GSA Works Towards Ambitious Future Goals


Photo by Jose Pablo Garcia on Unsplash

Jones Walther

Bellingham High School’s Gender Sexuality Alliance (GSA) has been working hard to create a more accepting and supportive environment for the school’s LGBTQIA+ students.  

Recently, they have organized events surrounding the Day of Silence, a national demonstration taking place on April 14th where students across the country, and even around the world, refuse to speak for the day to call attention to the silencing of LGBTQIA+ individuals. Due to some conflicts, however, GSA decided to celebrate the occasion during the week of April 17th through April 21st instead. 

“Our school decided to push it back a week because the week after spring break is a difficult time to do something, because not a lot of people are here and then it’s hard to spread the word, and people just forget,” said GSA president, Avery Catlin.  

But the date change is more than made up for with the numerous activities scheduled throughout the week. On Monday the 17th GSA held a Mamma Mia movie night, followed by a health talk on Tuesday. On Wednesday they kept up the momentum with a lunchtime Kahoot and a panel for teachers to ask questions about how they can make the classroom experience more inclusive. Then there was a pride spirit day on Thursday where students could dress in rainbow, or whatever made them most comfortable.  

And finally, Friday the 21st was when the delayed Day of Silence began. Participants could not stay silent forever though, so there was also a coffeehouse stage with poetry, artwork, and music held to break the silence. 

“I think this is a pretty good tradition to keep it up, because it also just is a good reminder of ‘we’re still here in the school.’ Like, a lot of things are for the better, but there’s a lot of stuff that still needs to improve. Not just in the school but just in the world,” said Catlin. 

GSA doesn’t intend to stop with this event either.  

“Our goals for moving on though is to get it in motion to get GSA to be a program rather than a club,” said GSA vice president, Andrew Murdoch. 

GSA leadership hopes that if they become a program, they would have more opportunities to do some of the bigger projects they are interested in doing, and hope that they would have a much bigger sphere of influence than they currently do.  

Currently, the main projects GSA is working on are queer prom and a drag show for the middle schoolers on May 26th. But they have also been working on some projects for years.  

“We’ve had a bathroom thing in the works for a while, and we just need it to be approved by the district because we’re trying to change the art hall bathrooms- that’s been in the works for years, at least since last year.

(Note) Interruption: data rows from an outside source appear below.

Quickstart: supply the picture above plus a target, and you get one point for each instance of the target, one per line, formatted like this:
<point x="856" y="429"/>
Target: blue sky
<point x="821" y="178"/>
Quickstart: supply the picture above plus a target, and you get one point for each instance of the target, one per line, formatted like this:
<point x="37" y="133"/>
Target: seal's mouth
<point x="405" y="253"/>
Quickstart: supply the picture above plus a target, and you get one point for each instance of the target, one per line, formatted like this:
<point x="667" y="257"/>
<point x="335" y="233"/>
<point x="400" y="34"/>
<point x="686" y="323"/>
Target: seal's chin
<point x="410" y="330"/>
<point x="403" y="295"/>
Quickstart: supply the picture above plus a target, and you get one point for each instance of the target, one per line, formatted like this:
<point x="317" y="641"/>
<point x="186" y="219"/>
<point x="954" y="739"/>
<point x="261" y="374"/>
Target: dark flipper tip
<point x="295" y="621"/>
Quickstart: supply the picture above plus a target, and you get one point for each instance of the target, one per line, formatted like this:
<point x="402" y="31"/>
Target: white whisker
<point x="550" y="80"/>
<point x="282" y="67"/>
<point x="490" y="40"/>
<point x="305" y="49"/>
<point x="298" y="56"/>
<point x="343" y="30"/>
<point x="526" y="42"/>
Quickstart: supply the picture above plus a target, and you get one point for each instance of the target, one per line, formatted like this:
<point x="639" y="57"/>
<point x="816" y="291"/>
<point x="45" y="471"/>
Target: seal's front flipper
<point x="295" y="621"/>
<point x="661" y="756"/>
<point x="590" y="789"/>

Where we’re trying to change the art hall bathrooms into gender-neutral bathrooms with big stall doors that have a better lock,” says Catlin.  

They also have many ideas for projects the club could take on in the future.  

“I really want to do more community outreach and volunteering with GSA. I really want to do something with a teen shelter or something like that and get our club to start volunteering at those things,” says Catlin. 

In addition to helping students and youth directly, GSA wants to help teachers improve their students’ experiences themselves.  

Vice president Murdoch says making education more inclusive is “educating the teachers on how to make an inclusive environment to make their learning, student’s learning, the best it possibly can be. And it’s as little as when a substitute comes in, rather than reading off their first names, going by their last names and then telling the students to tell them what they want to be called.” 

Among their more ambitious and far-off endeavors is GSA’s dream to create a support network not just within BHS, but into the general community as well. They hope to be able to offer support to graduates who have left the school, and to also make alliances within the community that they can rely on to pursue even bigger projects. 

GSA does not intend to abandon the student population though; their main focus will still be on BHS students. 

Despite their lofty goals, GSA has still run into several setbacks. One of which is improper succession procedures.  

“I think the problem with the program in the last couple years is once the seniors graduate, they don’t really have a plan. You know, they didn’t really have anyone stepping up into it, which made it really hard for the program to grow because every year it would restart. So, I think our goal for that is really just, keep the interest going, keep doing more projects that will get more people interested,” says Catlin. 

Izzy Forster, GSA’s treasurer, expressed a similar sentiment. They believe that the club needs to “have a foundation too, that’s not just getting washed away in a generation. We want to have the same people that keep coming and the same energy, but we also want to be advancing the things that we do and we want to have a structure.” 

Alongside trying to make GSA’s momentum more long-lasting, president Avery Catlin is trying to create a service board with seats for every club. This may make it easier for clubs that tend to be brushed under the rug to argue for their needs more powerfully. Not only would this benefit GSA with its many in-the-works projects, but many other clubs as well.  

GSA has been working very hard to change the programs and systems in the school to make the education experience more bearable for LGBTQIA+ individuals. Their endless activities and programs are bound to create a stronger sense of belonging and community for BHS’s LGBTQIA+ students.